L.L., you have done more than taught poetry, you have instilled beauty. And that is a gift worthy of unwrapping time and again.

Blessings.

10:35 AM  
Blogger Laura said...

This morning I signed a permission slip for my youngest to go on the class trip with his mates. Last night I dreamed that we were together in a crowd and became separated. I awakened early, in a panic. It was with trembling hands I signed that paper this morning. I know I can't protect him from everything, but...can't I?

This is beautiful and so are you.

10:50 AM  
Blogger tamarahillmurphy.com said...

totally and wonderfully lovely, this post

11:19 AM  
Blogger Shaunie @ Up the Sunbeam said...

I can't find it, but my mom always quotes a poem wherein the author is always a little sad to see a "colt become a horse." It's a very familiar state of heart for parents for sure. Beautifully written L.L. You and I have something else in common today too--we both featured our daughters' writing in our blog posts today--such blessing in reading the words of both our girls!

11:52 AM  
Anonymous Anonymous said...

there is childhood
in the air
in the care
that will go with them

12:39 PM  
Blogger Linda said...

My eyes are blurry and you take me back to a moment in time when I wished with all my heart I could freeze my little boys in that moment of time. I sometimes still long for those days, and in these grown men (with children of their own) I see those little boys.

2:13 PM  
Blogger Maureen said...

If every child had a big blue book
of poems and a mother who took
time for Yeats on a rainy day,
to listen to stories, to what they say
about love becoming love.

5:01 PM  
Blogger Bonnie said...

I had tears too reading that poem and your words. Thank you for inspiring me with aisling! I need to pass this on to some lovers of fairytales also!

5:48 PM  
Blogger Unknown said...

Did you see the comment I left at Friday Check In... my weekend was in Yeats' birthplace (Co Sligo).
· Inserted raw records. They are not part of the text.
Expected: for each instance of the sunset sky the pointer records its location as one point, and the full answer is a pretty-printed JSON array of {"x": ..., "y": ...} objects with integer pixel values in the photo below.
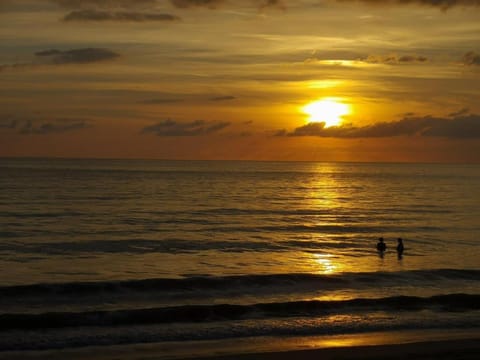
[{"x": 324, "y": 80}]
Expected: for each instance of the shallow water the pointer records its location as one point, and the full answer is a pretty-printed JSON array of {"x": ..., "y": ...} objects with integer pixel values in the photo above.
[{"x": 123, "y": 237}]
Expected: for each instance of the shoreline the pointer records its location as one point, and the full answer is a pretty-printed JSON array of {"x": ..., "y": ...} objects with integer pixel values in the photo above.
[{"x": 432, "y": 344}]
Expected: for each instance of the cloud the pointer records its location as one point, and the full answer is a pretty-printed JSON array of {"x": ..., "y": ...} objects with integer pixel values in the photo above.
[
  {"x": 102, "y": 15},
  {"x": 272, "y": 3},
  {"x": 77, "y": 56},
  {"x": 8, "y": 124},
  {"x": 104, "y": 4},
  {"x": 161, "y": 101},
  {"x": 194, "y": 128},
  {"x": 183, "y": 4},
  {"x": 442, "y": 4},
  {"x": 461, "y": 125},
  {"x": 43, "y": 128},
  {"x": 471, "y": 58},
  {"x": 394, "y": 59},
  {"x": 223, "y": 98}
]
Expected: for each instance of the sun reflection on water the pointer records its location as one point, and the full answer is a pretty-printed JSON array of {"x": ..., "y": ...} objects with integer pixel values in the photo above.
[{"x": 327, "y": 265}]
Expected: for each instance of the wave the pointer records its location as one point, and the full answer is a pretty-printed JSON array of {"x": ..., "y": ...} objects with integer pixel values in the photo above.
[
  {"x": 241, "y": 283},
  {"x": 223, "y": 312}
]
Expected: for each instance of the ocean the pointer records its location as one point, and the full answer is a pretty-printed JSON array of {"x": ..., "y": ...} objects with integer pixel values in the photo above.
[{"x": 118, "y": 252}]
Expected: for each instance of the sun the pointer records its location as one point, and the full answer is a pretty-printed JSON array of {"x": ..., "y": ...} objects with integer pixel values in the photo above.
[{"x": 329, "y": 111}]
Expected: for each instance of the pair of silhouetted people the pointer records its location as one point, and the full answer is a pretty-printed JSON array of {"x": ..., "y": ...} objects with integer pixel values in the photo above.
[{"x": 382, "y": 247}]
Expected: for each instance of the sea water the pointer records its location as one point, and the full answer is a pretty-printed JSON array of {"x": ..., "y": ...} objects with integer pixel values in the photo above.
[{"x": 107, "y": 252}]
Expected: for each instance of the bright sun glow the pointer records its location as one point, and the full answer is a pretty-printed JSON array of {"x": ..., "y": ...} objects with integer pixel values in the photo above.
[{"x": 329, "y": 111}]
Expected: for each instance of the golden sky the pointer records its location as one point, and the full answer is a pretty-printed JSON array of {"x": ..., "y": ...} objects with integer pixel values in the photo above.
[{"x": 324, "y": 80}]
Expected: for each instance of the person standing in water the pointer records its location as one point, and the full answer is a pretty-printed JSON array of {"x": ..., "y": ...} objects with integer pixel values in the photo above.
[
  {"x": 400, "y": 248},
  {"x": 381, "y": 246}
]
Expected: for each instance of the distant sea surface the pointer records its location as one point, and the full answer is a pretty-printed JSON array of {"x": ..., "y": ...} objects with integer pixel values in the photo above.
[{"x": 106, "y": 252}]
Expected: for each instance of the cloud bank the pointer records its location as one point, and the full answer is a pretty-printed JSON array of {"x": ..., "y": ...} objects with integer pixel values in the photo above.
[
  {"x": 26, "y": 127},
  {"x": 460, "y": 126},
  {"x": 442, "y": 4},
  {"x": 77, "y": 56},
  {"x": 194, "y": 128},
  {"x": 102, "y": 15}
]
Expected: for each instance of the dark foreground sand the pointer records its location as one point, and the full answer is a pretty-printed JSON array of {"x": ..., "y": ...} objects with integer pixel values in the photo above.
[
  {"x": 438, "y": 349},
  {"x": 455, "y": 350}
]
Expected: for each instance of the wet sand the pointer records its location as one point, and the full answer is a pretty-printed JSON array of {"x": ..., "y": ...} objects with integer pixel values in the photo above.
[{"x": 436, "y": 345}]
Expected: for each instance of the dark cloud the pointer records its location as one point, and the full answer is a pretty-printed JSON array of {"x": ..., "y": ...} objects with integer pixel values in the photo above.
[
  {"x": 183, "y": 4},
  {"x": 78, "y": 56},
  {"x": 223, "y": 98},
  {"x": 471, "y": 59},
  {"x": 102, "y": 15},
  {"x": 160, "y": 101},
  {"x": 271, "y": 4},
  {"x": 104, "y": 4},
  {"x": 442, "y": 4},
  {"x": 394, "y": 59},
  {"x": 43, "y": 128},
  {"x": 8, "y": 124},
  {"x": 461, "y": 112},
  {"x": 194, "y": 128},
  {"x": 458, "y": 126},
  {"x": 17, "y": 66},
  {"x": 59, "y": 57}
]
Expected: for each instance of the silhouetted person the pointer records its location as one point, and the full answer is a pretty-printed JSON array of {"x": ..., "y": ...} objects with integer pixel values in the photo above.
[
  {"x": 381, "y": 246},
  {"x": 400, "y": 248}
]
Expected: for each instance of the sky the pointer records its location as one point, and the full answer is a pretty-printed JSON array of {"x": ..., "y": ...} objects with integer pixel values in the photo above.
[{"x": 308, "y": 80}]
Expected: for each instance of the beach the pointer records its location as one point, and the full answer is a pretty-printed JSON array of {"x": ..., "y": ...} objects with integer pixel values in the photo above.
[{"x": 458, "y": 346}]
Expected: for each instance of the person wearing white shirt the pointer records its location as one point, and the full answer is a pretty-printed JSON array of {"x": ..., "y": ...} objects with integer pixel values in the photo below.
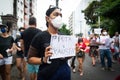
[{"x": 104, "y": 42}]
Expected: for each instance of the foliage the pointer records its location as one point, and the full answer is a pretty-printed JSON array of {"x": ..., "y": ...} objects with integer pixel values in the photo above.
[{"x": 109, "y": 12}]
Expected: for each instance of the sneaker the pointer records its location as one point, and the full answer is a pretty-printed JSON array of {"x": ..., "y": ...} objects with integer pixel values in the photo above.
[
  {"x": 74, "y": 70},
  {"x": 110, "y": 69}
]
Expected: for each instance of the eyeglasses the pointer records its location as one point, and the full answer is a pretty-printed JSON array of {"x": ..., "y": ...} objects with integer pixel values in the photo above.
[{"x": 52, "y": 6}]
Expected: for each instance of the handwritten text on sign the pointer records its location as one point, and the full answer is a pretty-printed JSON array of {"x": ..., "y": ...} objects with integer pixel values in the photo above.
[{"x": 62, "y": 46}]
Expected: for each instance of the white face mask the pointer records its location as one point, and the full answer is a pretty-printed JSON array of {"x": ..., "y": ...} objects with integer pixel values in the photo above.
[
  {"x": 105, "y": 33},
  {"x": 57, "y": 22}
]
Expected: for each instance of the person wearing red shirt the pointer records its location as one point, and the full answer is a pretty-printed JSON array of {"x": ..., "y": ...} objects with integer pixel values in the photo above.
[{"x": 80, "y": 54}]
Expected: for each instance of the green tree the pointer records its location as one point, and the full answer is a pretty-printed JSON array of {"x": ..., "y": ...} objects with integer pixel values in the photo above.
[{"x": 108, "y": 10}]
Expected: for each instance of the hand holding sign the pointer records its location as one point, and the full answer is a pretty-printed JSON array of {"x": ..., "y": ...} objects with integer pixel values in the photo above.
[{"x": 62, "y": 46}]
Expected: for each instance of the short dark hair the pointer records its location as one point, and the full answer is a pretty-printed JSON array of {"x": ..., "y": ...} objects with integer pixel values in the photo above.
[
  {"x": 32, "y": 21},
  {"x": 21, "y": 28},
  {"x": 49, "y": 11}
]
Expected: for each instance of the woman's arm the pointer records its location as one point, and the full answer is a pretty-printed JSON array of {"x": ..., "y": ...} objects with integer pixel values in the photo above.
[{"x": 33, "y": 57}]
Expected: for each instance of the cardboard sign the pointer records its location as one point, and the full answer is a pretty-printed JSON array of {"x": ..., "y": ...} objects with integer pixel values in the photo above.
[
  {"x": 97, "y": 30},
  {"x": 62, "y": 46}
]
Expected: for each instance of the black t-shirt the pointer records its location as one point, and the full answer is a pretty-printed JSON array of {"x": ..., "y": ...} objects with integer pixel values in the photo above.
[
  {"x": 27, "y": 36},
  {"x": 40, "y": 42},
  {"x": 5, "y": 43},
  {"x": 18, "y": 44}
]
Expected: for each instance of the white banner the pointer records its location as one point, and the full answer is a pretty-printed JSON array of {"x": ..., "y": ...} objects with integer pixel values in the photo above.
[{"x": 62, "y": 46}]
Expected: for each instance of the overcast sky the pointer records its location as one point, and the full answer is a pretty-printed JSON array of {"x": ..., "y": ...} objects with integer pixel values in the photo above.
[{"x": 67, "y": 7}]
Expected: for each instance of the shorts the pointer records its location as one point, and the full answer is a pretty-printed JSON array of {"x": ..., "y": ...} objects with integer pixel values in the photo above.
[
  {"x": 7, "y": 60},
  {"x": 32, "y": 68}
]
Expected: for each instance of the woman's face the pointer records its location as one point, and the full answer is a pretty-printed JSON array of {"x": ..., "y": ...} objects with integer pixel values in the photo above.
[{"x": 3, "y": 29}]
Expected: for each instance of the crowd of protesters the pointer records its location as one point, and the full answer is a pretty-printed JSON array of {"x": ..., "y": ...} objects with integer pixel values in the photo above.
[{"x": 102, "y": 47}]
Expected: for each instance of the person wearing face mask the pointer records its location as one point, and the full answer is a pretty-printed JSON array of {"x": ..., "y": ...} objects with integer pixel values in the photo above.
[
  {"x": 116, "y": 46},
  {"x": 7, "y": 46},
  {"x": 104, "y": 42},
  {"x": 39, "y": 51}
]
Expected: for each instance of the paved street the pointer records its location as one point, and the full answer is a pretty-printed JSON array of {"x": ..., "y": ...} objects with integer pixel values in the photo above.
[
  {"x": 90, "y": 72},
  {"x": 95, "y": 73}
]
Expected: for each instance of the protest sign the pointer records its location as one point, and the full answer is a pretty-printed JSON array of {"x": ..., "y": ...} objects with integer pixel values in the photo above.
[
  {"x": 97, "y": 30},
  {"x": 62, "y": 46}
]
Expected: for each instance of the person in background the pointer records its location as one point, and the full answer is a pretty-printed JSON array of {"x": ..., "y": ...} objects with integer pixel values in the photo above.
[
  {"x": 7, "y": 46},
  {"x": 80, "y": 54},
  {"x": 20, "y": 62},
  {"x": 39, "y": 51},
  {"x": 26, "y": 38},
  {"x": 104, "y": 43},
  {"x": 93, "y": 53}
]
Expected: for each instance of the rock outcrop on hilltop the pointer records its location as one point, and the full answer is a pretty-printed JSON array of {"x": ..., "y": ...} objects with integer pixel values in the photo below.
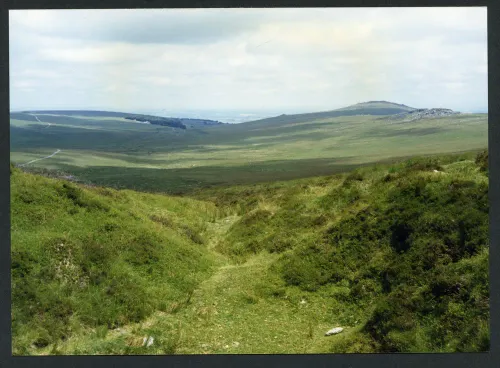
[{"x": 423, "y": 114}]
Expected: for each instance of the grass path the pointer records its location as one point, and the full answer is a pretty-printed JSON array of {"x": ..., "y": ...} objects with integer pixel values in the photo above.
[
  {"x": 228, "y": 315},
  {"x": 232, "y": 312}
]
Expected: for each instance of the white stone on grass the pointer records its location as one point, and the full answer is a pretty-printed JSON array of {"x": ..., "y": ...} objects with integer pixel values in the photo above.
[{"x": 334, "y": 331}]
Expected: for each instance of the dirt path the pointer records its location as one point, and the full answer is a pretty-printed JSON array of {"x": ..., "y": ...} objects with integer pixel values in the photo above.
[{"x": 236, "y": 311}]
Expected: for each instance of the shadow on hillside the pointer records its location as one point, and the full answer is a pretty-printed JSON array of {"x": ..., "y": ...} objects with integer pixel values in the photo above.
[{"x": 187, "y": 180}]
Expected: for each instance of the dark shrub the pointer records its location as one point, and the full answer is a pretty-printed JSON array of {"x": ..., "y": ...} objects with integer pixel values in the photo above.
[{"x": 482, "y": 160}]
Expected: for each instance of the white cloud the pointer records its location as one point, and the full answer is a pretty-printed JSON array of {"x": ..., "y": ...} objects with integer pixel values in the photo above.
[{"x": 249, "y": 58}]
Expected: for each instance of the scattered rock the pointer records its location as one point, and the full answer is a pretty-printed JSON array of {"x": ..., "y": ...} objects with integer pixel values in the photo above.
[
  {"x": 148, "y": 341},
  {"x": 334, "y": 331},
  {"x": 422, "y": 114}
]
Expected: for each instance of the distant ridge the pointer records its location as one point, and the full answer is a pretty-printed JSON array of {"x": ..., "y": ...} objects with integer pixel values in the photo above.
[
  {"x": 362, "y": 108},
  {"x": 181, "y": 123}
]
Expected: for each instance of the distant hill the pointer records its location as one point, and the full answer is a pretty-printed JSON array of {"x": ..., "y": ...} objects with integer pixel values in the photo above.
[
  {"x": 363, "y": 108},
  {"x": 181, "y": 123},
  {"x": 423, "y": 114}
]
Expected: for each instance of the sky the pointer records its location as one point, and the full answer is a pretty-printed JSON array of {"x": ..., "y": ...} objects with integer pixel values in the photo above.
[{"x": 247, "y": 60}]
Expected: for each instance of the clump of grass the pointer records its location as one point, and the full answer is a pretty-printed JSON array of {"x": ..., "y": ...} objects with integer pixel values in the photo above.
[{"x": 80, "y": 261}]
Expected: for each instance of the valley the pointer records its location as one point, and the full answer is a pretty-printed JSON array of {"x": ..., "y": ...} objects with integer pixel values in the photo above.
[{"x": 254, "y": 238}]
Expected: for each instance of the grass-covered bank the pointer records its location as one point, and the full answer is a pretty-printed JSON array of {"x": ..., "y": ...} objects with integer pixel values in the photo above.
[
  {"x": 92, "y": 259},
  {"x": 396, "y": 254}
]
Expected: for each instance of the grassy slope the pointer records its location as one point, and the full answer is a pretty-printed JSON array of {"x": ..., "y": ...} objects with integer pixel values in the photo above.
[
  {"x": 87, "y": 259},
  {"x": 138, "y": 156},
  {"x": 396, "y": 254}
]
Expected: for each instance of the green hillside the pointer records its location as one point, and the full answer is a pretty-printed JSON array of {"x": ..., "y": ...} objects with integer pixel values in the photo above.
[
  {"x": 113, "y": 151},
  {"x": 396, "y": 254}
]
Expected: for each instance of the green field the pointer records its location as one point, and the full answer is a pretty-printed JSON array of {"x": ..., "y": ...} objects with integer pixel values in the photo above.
[
  {"x": 395, "y": 254},
  {"x": 280, "y": 230},
  {"x": 113, "y": 152}
]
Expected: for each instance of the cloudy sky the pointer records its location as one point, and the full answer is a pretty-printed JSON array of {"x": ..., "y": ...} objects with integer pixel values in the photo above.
[{"x": 248, "y": 59}]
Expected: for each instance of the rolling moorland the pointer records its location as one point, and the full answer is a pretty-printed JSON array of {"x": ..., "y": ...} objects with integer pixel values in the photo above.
[{"x": 392, "y": 249}]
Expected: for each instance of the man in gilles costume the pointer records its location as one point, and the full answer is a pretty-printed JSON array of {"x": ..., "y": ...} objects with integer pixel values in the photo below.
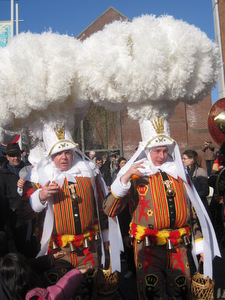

I wish that you were my poetry teacher. I would have grown a steady love for it much sooner.

I also thought of you today and the in and around Mondays when our neighbours little boy locked himelf into the car and spent a solid hour honking away at the horn. I was very aware of my surroundings because of this little creature.

7:03 PM  
Blogger Megan Willome said...

Oh, I feel this!
But now I'm the one who wants to take the fsiry's hand, and my daughter wants to grow up and go to the city.

8:57 PM  
Blogger Louise said...

We don't have poetry month here in the UK, but I think reading poetry with your girls every day is a wonderful thing to do and I love that it has inspired your eldest to write.
Cultivating the closeness to talk about deep things with your children is so precious.